Laminates are produced by stacking prefabricated plies composed of fiber products. Within the aerospace industry, a ply thickness of 125µm is commonly regarded as the standard. Ply thicknesses of less than 100µm are generally considered as thin plies. Due to their ability to provide superior mechanical properties relative to conventional laminates thin-ply (TP) laminates are gaining interest in several high-tech industries. Although the research on TP laminates increased over the past few years, a comprehensive evaluation of the mechanical behavior of TP laminates accounting for the ply-thickness is an ongoing challenge due to the intricacies of ply interactions, and experimental difficulties. The mechanical response of fiber reinforced polymer laminates is governed by damage progression during loading, with the thickness of individual plies playing a crucial role in influencing the initiation and evolution of local cracks and failures.

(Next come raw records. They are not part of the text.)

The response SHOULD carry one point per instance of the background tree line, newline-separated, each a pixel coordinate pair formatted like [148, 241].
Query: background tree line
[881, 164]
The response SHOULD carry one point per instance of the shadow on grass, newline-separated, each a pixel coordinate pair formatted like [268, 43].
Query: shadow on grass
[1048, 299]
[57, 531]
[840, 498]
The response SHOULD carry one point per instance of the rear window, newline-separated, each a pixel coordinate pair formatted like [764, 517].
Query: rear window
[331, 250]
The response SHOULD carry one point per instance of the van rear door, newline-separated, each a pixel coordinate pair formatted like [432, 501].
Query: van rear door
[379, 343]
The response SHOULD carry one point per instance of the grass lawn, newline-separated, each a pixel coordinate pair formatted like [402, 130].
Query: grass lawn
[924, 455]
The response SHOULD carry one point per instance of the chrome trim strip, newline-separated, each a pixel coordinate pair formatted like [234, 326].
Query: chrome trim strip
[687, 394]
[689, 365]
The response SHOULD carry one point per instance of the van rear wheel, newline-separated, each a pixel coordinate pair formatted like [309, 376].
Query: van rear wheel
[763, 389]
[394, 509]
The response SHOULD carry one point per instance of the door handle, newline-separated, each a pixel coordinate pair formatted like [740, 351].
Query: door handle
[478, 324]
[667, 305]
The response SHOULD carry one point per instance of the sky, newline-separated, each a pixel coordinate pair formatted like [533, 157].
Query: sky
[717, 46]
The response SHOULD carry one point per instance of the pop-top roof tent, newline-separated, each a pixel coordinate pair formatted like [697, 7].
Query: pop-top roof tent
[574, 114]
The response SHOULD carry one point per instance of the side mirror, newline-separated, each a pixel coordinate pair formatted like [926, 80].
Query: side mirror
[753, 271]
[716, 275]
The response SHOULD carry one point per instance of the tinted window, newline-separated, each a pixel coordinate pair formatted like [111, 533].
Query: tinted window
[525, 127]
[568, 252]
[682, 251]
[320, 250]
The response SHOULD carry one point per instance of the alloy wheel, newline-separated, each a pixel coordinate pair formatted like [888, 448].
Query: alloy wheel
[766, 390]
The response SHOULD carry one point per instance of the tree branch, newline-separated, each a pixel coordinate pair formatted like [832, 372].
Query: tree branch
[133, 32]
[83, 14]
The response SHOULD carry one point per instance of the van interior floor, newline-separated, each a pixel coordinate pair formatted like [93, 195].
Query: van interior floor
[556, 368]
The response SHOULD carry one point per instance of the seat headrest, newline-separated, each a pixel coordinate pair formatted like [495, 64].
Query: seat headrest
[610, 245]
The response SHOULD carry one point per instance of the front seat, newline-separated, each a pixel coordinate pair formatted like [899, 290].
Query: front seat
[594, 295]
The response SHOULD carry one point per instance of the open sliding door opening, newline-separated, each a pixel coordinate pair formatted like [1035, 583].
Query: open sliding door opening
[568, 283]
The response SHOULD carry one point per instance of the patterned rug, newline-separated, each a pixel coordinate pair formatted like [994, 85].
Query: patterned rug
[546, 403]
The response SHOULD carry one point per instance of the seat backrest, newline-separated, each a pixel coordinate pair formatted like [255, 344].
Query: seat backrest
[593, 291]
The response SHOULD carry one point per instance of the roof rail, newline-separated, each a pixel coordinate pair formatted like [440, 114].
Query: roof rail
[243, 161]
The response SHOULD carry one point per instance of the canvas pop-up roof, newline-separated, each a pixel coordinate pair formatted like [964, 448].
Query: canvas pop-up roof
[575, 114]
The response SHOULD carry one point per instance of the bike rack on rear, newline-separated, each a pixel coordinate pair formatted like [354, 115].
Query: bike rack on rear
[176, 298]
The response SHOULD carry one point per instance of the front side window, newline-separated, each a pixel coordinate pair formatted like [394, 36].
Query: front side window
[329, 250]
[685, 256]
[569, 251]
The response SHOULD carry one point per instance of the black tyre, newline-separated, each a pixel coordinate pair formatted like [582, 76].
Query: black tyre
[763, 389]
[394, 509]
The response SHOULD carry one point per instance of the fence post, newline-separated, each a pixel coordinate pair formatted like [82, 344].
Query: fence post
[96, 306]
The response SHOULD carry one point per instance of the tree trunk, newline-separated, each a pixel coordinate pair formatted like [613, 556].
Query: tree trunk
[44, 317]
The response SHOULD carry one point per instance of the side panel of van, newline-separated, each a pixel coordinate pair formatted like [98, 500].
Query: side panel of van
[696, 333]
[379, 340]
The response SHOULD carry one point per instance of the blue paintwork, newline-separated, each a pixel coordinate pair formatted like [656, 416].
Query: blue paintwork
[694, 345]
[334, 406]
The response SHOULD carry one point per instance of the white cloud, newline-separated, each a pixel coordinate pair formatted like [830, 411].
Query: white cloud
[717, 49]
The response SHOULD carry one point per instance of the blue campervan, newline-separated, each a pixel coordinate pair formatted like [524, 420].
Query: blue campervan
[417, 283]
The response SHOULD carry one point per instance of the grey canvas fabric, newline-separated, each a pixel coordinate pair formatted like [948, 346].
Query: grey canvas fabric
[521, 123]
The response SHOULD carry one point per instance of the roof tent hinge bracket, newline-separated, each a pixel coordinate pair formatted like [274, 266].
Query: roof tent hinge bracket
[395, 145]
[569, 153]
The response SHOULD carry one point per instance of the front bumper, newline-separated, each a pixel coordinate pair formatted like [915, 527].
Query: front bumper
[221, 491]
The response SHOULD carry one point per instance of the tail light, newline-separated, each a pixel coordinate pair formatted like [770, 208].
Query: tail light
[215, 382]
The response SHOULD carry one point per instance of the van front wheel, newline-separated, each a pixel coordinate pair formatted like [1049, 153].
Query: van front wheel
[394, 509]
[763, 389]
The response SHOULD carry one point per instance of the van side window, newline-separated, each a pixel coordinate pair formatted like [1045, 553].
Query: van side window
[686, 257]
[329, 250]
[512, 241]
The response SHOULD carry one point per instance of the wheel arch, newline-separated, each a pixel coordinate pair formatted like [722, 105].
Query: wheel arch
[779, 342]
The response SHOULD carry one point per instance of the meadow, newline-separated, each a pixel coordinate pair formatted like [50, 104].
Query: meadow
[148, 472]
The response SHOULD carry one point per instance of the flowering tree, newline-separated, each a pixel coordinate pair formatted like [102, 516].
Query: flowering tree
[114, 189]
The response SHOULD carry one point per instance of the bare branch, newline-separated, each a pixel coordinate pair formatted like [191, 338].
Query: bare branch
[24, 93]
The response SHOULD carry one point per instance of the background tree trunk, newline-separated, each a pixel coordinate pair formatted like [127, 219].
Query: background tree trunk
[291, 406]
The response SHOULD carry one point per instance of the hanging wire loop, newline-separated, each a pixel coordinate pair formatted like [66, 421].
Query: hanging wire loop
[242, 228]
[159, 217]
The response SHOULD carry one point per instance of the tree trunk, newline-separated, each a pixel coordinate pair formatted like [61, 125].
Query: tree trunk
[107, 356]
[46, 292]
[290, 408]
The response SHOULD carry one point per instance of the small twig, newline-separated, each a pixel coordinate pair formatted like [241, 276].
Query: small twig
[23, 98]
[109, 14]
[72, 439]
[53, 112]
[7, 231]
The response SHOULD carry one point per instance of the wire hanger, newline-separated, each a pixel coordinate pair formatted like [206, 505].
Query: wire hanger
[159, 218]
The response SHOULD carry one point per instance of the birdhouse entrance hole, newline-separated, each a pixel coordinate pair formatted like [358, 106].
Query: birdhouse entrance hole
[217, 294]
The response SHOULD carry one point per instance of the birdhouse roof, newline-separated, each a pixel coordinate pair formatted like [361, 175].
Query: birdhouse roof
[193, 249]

Therefore, in this study, the effective mechanical properties of carbon fiber reinforced polymer composite with varied ply thicknesses have been experimentally evaluated and the accumulation of the damage events has been monitored using acoustic emission measurements, utilizing a contactless laser vibrometer. In this experimental study, the ply thickness is increased in a systematic manner (ranging from 50µm to 200µm). Experimental investigation has been carried out in quasi-static tension and compression. The results show that unnotched TP laminates subjected to tensile loading demonstrate enhanced effective strength, attributed to less premature failure. Conversely, as the thickness of the lamina increases, there is a reduction in the overall strength of the laminate. However, in the case of the notched specimen lowest strength has been observed at a ply-thickness of 100µm in this study. Under compressive loading, unnotched and notched specimen tends to show similar mechanical behavior to unnotched specimens under tensile loading. The overall strength is raised with decreasing ply thickness. The findings from this study may be valuable for incorporating ply-thickness considerations into models for predicting the mechanical performance of laminates under dynamic loading.